Better pay attention. Would hate for a positive coming out experience before I threw myself on the proverbial fire.
Shut up, Carreau. That sick reverse psychological experiment wouldn't work on me.
"Sorry."
Though he nodded, any ease I had earned myself stood on shakier and shakier ground. Just two weeks, and after this Friday, I wouldn't have to hide my actions from anyone. I'd have the dorm room - and pretty much the whole dorm - to myself for the next four weeks. Two weeks of that would be with Gray.
Or dead.
Either way, I'd be with Gray.
Chapter Twenty-Seven
Tom rushed around our dorm room, throwing this and that into his duffle bag as if he would be gone for months instead of the few weeks for the holidays. If I were a better friend, I wouldn’t be nearly as excited to see him go, but all I could think was how much easier saving Gray would become without him around. Plus, Carreau hung around the room, lurking in my thoughts - and probably Tom’s too - which meant I had no idea when he would strike next. The less people around to mess with, the better off I’d be. At least I could recognize his influence.

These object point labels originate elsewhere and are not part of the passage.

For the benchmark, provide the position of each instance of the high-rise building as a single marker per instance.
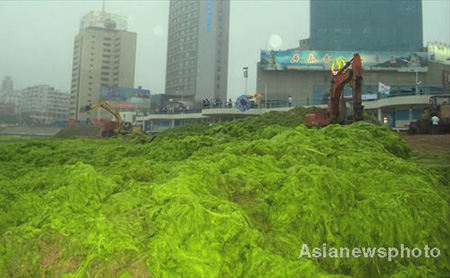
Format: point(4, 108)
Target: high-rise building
point(374, 25)
point(197, 51)
point(43, 104)
point(7, 84)
point(104, 55)
point(7, 93)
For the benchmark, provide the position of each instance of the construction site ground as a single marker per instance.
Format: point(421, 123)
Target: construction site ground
point(427, 143)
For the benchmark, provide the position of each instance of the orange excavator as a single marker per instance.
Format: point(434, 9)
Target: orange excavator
point(351, 72)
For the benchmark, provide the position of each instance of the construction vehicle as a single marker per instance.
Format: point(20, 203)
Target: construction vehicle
point(439, 106)
point(110, 128)
point(336, 112)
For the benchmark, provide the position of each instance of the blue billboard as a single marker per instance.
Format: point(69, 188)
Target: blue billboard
point(124, 94)
point(323, 60)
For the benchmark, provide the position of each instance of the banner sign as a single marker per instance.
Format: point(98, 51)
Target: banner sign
point(445, 78)
point(323, 60)
point(124, 94)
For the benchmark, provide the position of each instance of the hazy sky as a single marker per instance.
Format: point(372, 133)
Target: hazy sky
point(36, 37)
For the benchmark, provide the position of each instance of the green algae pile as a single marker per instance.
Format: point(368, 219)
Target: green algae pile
point(238, 199)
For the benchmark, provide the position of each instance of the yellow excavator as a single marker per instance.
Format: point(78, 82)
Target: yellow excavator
point(112, 128)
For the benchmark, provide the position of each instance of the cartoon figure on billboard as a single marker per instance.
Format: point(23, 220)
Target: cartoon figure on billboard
point(326, 61)
point(393, 60)
point(295, 58)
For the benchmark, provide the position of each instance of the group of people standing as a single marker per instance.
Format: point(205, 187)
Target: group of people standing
point(216, 103)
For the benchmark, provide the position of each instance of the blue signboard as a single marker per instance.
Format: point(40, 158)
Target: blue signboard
point(124, 94)
point(323, 60)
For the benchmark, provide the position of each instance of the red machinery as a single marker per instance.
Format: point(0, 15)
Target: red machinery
point(336, 104)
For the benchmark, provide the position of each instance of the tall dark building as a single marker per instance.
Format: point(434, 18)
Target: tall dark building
point(197, 50)
point(355, 25)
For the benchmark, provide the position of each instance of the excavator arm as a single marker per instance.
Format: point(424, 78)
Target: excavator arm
point(336, 104)
point(103, 104)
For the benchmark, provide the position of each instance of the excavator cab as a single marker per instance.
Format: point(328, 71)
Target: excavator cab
point(346, 72)
point(111, 128)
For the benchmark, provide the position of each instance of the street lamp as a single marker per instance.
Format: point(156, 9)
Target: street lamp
point(265, 93)
point(417, 76)
point(246, 78)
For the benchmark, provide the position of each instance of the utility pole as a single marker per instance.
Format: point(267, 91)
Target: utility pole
point(246, 78)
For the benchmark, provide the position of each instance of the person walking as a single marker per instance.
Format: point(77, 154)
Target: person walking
point(434, 124)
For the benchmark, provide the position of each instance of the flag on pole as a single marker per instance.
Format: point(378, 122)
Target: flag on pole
point(385, 89)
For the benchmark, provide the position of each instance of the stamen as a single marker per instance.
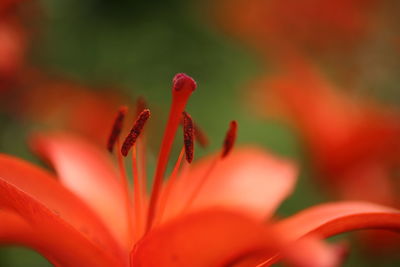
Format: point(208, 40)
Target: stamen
point(182, 88)
point(188, 136)
point(135, 132)
point(169, 186)
point(141, 105)
point(200, 136)
point(230, 139)
point(117, 128)
point(137, 194)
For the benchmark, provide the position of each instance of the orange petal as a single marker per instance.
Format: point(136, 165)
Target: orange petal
point(207, 238)
point(88, 172)
point(313, 252)
point(335, 218)
point(249, 180)
point(52, 220)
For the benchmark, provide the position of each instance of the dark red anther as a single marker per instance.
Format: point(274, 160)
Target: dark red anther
point(135, 132)
point(200, 136)
point(188, 136)
point(141, 105)
point(230, 139)
point(182, 81)
point(117, 128)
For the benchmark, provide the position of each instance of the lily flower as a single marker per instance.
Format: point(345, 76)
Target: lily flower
point(309, 25)
point(353, 144)
point(208, 213)
point(53, 101)
point(13, 43)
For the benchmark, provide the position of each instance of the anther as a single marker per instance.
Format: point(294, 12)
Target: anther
point(135, 132)
point(117, 128)
point(230, 139)
point(181, 81)
point(188, 136)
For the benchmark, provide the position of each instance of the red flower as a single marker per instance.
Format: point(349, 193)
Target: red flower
point(208, 214)
point(13, 43)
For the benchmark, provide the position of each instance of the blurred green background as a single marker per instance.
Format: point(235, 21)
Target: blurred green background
point(139, 46)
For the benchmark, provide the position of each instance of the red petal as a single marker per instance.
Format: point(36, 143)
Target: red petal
point(88, 172)
point(313, 252)
point(340, 217)
point(207, 238)
point(249, 180)
point(58, 221)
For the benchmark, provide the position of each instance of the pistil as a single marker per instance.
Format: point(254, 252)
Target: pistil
point(228, 144)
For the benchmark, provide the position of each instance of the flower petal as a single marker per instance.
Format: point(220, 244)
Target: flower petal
point(248, 180)
point(334, 218)
point(206, 238)
point(51, 219)
point(89, 173)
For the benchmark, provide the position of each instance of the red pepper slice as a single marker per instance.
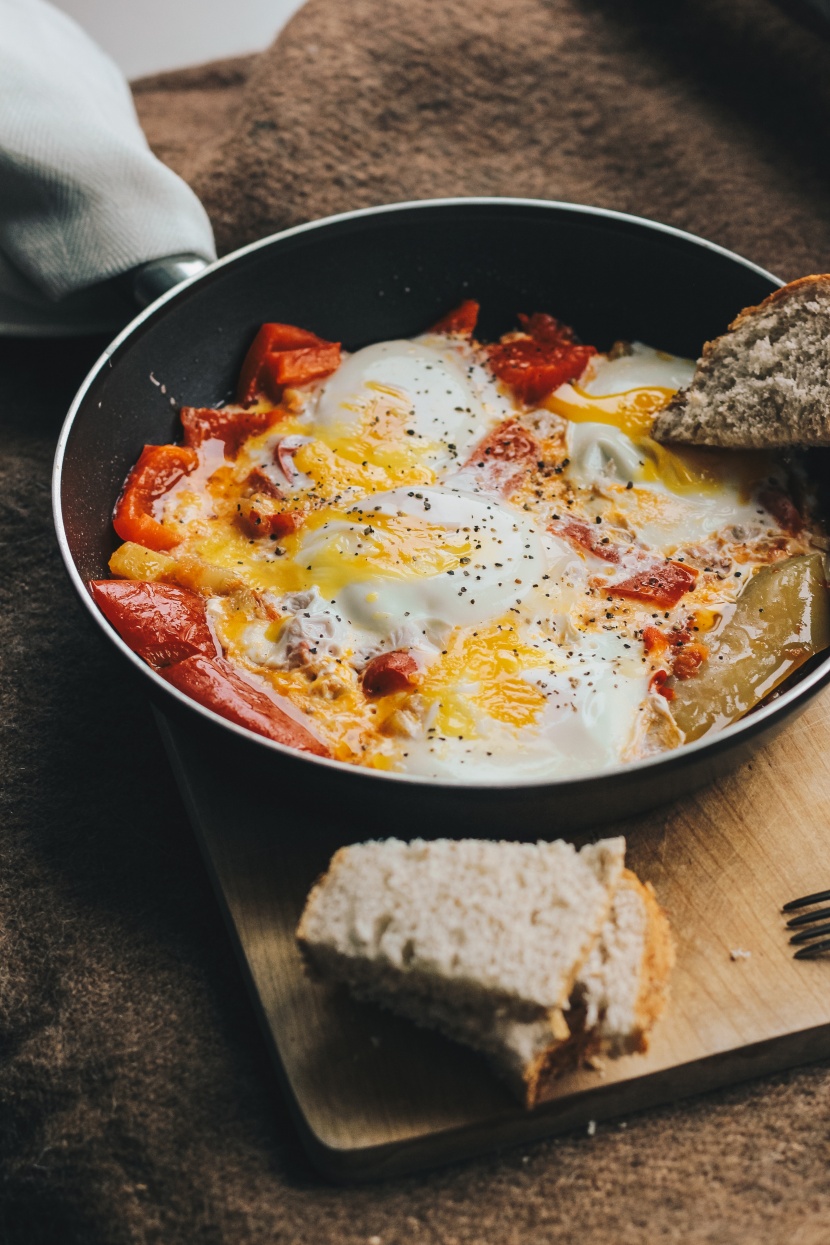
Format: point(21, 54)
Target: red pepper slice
point(461, 320)
point(504, 456)
point(213, 682)
point(783, 511)
point(258, 482)
point(655, 640)
point(538, 361)
point(688, 659)
point(162, 623)
point(661, 584)
point(281, 355)
point(586, 535)
point(657, 684)
point(390, 672)
point(233, 427)
point(157, 471)
point(259, 517)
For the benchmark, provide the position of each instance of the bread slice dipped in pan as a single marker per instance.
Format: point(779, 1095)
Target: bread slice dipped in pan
point(764, 382)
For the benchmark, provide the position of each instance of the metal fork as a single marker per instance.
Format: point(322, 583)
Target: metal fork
point(806, 935)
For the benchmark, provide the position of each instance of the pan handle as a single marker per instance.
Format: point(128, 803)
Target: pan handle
point(159, 275)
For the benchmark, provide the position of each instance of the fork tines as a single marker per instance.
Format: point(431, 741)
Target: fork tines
point(808, 919)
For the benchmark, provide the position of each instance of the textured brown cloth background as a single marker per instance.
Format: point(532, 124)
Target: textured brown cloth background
point(136, 1101)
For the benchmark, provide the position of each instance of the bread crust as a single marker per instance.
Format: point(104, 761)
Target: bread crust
point(678, 422)
point(585, 1047)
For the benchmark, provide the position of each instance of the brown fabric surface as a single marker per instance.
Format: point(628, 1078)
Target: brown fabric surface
point(136, 1099)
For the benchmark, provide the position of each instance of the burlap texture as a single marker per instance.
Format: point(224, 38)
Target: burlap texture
point(136, 1099)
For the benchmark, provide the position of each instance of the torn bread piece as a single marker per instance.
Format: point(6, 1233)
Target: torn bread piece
point(764, 382)
point(508, 948)
point(617, 997)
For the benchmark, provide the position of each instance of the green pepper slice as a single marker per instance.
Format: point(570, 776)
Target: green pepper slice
point(779, 621)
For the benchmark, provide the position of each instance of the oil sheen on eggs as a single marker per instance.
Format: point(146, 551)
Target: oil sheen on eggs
point(526, 667)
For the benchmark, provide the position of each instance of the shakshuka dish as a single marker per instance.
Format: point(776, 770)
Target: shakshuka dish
point(464, 560)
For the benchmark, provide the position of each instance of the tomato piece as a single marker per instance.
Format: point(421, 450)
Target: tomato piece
point(661, 584)
point(509, 442)
point(157, 471)
point(539, 360)
point(688, 659)
point(232, 427)
point(657, 684)
point(504, 456)
point(213, 682)
point(261, 516)
point(586, 535)
point(264, 372)
point(162, 623)
point(461, 320)
point(258, 482)
point(783, 511)
point(293, 367)
point(655, 640)
point(390, 672)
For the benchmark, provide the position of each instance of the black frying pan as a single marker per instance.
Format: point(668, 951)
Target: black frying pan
point(388, 273)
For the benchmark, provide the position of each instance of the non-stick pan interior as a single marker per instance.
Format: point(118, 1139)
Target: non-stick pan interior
point(381, 275)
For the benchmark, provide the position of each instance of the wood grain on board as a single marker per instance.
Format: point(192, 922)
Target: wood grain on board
point(372, 1094)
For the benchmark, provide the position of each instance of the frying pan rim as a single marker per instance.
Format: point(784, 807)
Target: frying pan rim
point(750, 725)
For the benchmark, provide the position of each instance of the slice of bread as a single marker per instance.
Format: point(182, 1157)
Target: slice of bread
point(764, 382)
point(494, 944)
point(619, 995)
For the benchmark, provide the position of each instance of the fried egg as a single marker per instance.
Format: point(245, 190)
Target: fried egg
point(498, 583)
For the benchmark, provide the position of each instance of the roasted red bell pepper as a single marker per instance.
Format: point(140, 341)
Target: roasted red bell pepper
point(261, 516)
point(213, 682)
point(688, 659)
point(783, 511)
point(157, 471)
point(390, 672)
point(661, 584)
point(162, 623)
point(657, 684)
point(283, 355)
point(685, 655)
point(504, 456)
point(539, 360)
point(461, 320)
point(233, 427)
point(586, 535)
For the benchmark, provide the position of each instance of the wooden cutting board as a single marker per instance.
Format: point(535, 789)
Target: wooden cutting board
point(375, 1096)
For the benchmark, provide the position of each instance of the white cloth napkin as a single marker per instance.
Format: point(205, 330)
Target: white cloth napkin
point(82, 198)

"So - Cheyenne and Chad are coming back up on New Year’s for some memorial for Theodore Thompson. Apparently, he died on the 1st or something, and the place is getting torn down at the end of the month," Tom informed me, and I nodded along, pretending this was new information. "I mean, kind of weird. Spending New Year’s Day hanging around an abandoned rehab center - kinda weird, but that’s Cheyenne for you."
Sitting back on my bed, I set aside the book I had faked reading. "What about Maddix?"
"What about him?"
"Generally, when Cheyenne does anything related to Crables Manor, he’s along for the ride," I retorted.

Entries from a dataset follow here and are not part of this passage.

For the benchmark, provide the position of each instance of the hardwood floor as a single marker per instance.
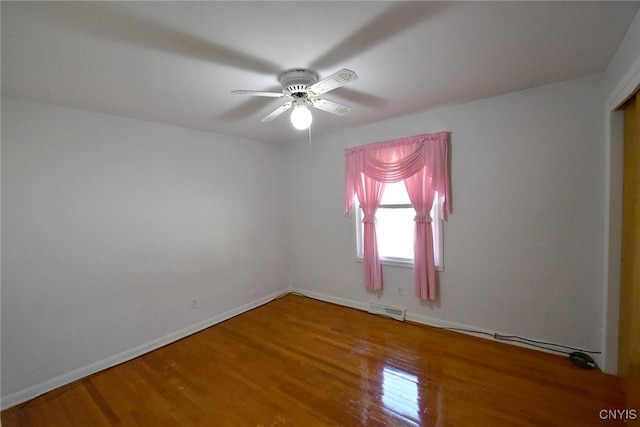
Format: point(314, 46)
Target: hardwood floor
point(301, 362)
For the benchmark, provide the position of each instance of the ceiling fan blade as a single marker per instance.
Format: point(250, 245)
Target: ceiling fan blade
point(330, 106)
point(333, 81)
point(277, 112)
point(258, 93)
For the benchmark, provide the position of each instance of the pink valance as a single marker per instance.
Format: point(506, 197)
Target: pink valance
point(420, 161)
point(380, 162)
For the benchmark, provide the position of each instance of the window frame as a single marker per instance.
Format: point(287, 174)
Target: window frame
point(437, 229)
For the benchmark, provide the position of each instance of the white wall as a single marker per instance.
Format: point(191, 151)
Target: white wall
point(111, 225)
point(523, 247)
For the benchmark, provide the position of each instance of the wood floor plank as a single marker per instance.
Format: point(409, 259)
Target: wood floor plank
point(301, 362)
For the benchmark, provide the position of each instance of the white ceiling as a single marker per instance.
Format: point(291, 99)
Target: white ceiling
point(177, 62)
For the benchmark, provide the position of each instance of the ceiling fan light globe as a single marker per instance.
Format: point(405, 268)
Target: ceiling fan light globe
point(301, 117)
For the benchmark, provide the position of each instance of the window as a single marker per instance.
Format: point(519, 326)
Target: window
point(395, 228)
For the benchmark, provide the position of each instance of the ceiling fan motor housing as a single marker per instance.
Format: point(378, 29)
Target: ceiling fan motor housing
point(296, 82)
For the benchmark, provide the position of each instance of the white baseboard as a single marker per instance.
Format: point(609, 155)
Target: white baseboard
point(431, 321)
point(39, 389)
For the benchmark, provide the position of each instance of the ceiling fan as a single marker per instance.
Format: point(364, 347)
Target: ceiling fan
point(302, 86)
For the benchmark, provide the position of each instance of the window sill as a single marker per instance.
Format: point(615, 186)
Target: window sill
point(398, 262)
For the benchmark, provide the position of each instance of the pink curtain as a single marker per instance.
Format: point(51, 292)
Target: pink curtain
point(420, 161)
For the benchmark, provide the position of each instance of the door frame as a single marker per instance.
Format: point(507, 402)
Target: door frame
point(614, 158)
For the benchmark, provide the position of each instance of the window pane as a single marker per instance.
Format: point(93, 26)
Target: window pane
point(395, 193)
point(395, 232)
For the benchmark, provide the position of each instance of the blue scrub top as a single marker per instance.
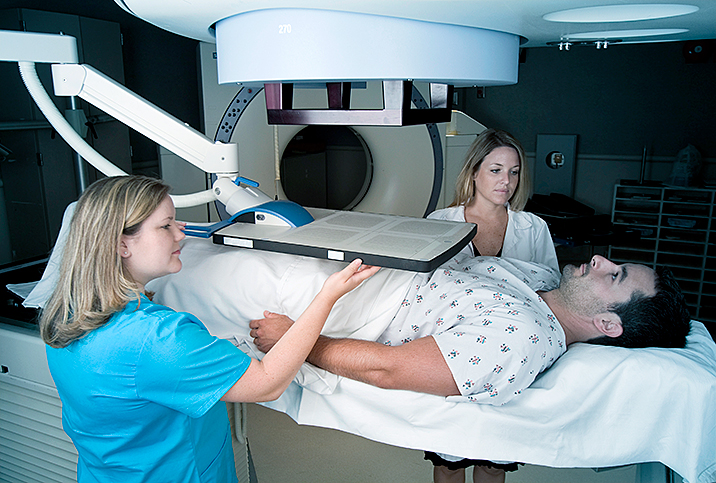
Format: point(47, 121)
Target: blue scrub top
point(139, 398)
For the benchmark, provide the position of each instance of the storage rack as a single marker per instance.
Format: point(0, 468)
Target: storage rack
point(676, 230)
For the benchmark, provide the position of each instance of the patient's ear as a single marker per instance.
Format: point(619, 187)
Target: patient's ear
point(122, 249)
point(609, 324)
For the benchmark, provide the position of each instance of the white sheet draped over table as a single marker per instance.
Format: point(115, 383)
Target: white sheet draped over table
point(596, 407)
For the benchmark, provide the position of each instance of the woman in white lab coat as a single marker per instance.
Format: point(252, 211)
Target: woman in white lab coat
point(491, 190)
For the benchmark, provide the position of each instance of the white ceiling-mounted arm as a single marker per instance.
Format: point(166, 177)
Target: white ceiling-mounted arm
point(72, 79)
point(116, 100)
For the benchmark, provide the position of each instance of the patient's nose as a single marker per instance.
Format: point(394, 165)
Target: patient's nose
point(601, 263)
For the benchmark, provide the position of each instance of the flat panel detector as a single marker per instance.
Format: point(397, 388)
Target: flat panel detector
point(389, 241)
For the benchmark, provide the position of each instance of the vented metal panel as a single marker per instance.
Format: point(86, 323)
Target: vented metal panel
point(33, 446)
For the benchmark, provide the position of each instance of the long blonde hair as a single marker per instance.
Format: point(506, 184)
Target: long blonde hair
point(93, 284)
point(485, 143)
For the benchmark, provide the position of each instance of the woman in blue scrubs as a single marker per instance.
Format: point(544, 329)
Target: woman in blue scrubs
point(139, 382)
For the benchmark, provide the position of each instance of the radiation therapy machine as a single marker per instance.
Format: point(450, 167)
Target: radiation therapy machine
point(596, 407)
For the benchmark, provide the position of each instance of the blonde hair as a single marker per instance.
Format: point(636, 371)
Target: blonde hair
point(485, 143)
point(93, 283)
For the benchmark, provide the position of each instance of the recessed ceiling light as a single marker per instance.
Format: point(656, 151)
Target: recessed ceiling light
point(623, 34)
point(620, 13)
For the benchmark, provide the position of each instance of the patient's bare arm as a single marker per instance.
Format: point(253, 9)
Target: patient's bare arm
point(415, 366)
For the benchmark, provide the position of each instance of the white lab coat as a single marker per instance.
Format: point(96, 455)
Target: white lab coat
point(527, 237)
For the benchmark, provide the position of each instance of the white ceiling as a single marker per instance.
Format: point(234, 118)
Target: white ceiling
point(194, 18)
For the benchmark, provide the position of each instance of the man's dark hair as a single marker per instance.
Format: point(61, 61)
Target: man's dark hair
point(658, 321)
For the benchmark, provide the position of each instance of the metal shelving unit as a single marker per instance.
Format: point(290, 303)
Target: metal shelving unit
point(677, 231)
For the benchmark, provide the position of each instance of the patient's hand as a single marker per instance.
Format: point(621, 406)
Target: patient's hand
point(267, 331)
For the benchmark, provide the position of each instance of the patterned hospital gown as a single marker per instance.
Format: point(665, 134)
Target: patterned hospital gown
point(494, 331)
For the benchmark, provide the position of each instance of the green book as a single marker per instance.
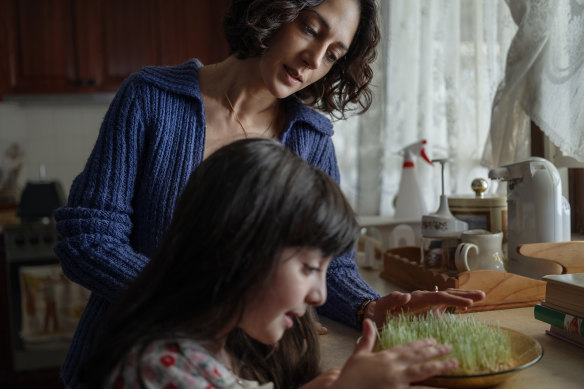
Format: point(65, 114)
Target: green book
point(570, 323)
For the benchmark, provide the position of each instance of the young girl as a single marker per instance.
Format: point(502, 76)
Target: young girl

Tom shrugged, shoving the messy pile of clothes into his duffle as he tried to zi
p it. "Normally, you’re involved too, but it seems they didn’t invite you. Anyway - Maddix’ll be in Texas. Cheyenne’s in NYC; Chad - is Chad, so ya know, you’ll be around. I told them you were interested."
Of course, he did. I couldn’t be trusted to be left on my own, so he was going to have the crazy crew check in on me. I bet it was Carreau who gave Cheyenne the idea of a vigil. Having them around would make the whole thing more difficult than it had to be. Zeke scheduled me for the 30th, so I’d just camp out from the morning of New Year’s Eve until it was done. Unfortunately, I had no idea the exact time. None of Maddix’s or Cheyenne’s research pointed to a time of death, and Rory hadn’t given me any specifics. We had been arrogant to think we had time to discuss more details later.

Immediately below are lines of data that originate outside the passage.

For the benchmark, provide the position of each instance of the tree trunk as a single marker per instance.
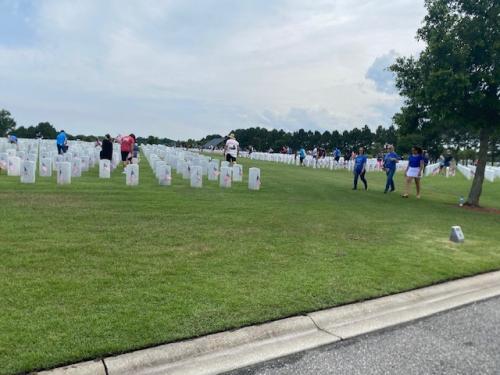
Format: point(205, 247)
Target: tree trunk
point(477, 183)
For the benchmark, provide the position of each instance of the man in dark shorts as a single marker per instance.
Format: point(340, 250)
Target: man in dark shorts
point(231, 149)
point(127, 149)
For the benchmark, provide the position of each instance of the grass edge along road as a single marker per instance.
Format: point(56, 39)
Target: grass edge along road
point(97, 268)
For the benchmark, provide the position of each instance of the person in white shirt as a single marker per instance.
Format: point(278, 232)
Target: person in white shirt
point(231, 149)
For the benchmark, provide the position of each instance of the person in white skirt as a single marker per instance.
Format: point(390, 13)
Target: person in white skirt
point(414, 170)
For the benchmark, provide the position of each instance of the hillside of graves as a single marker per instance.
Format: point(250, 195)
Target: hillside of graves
point(95, 266)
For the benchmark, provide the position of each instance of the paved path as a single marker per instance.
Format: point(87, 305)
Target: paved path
point(461, 341)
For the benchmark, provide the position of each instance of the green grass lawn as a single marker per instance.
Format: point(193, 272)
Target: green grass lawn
point(98, 268)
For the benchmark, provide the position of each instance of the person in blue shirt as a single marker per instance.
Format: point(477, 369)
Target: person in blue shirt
point(414, 170)
point(360, 168)
point(302, 155)
point(390, 161)
point(61, 141)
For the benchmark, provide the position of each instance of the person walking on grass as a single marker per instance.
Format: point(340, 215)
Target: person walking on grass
point(127, 149)
point(414, 170)
point(390, 161)
point(360, 168)
point(107, 148)
point(302, 155)
point(61, 142)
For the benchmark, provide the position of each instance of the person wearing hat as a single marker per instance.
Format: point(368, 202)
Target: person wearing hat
point(231, 149)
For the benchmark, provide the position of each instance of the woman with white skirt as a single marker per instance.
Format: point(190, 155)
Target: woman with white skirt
point(414, 170)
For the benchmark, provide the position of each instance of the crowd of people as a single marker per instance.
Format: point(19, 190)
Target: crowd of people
point(387, 160)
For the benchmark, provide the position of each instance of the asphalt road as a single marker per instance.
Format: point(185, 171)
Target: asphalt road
point(461, 341)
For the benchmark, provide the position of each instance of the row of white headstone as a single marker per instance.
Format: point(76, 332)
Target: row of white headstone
point(22, 159)
point(193, 167)
point(328, 162)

With a sigh, I rolled my eyes. "Thanks for the playdate, mom, but I’ve got plans."
"Plans?" He reared back and turned on me. "What plans?"
"A friend of mine is coming around to Boston," I told him. Better to build up Gray’s arrival sooner than later.
Brows furrowed, Tom crossed his arms over his chest. "Who?"
"Gray. He’s sticking around a while after, so you’ll probably meet him."
Even though he nodded, I could see uncertainty in his eyes. "Friend from back home?"
"He’s actually from around here," I offered before jumping to another topic. "When are you planning to come back?"
"The Friday before classes start back up." Glancing at his cell, he ran his hands over his short hair. He stuffed it back into his pocket and grabbed his coat. "Shit! I should’ve already hit the road."
"Need help bringing your stuff down?"
Tom shook his head. "I’ve got it. See you next year!" The door had almost shut behind him when he kicked it open again. "And keep your phone on you!"
"Sure thing, mom. I’ll keep my phone charged and ready for your mother hen calls." I waved, and with a pointed look, he headed out.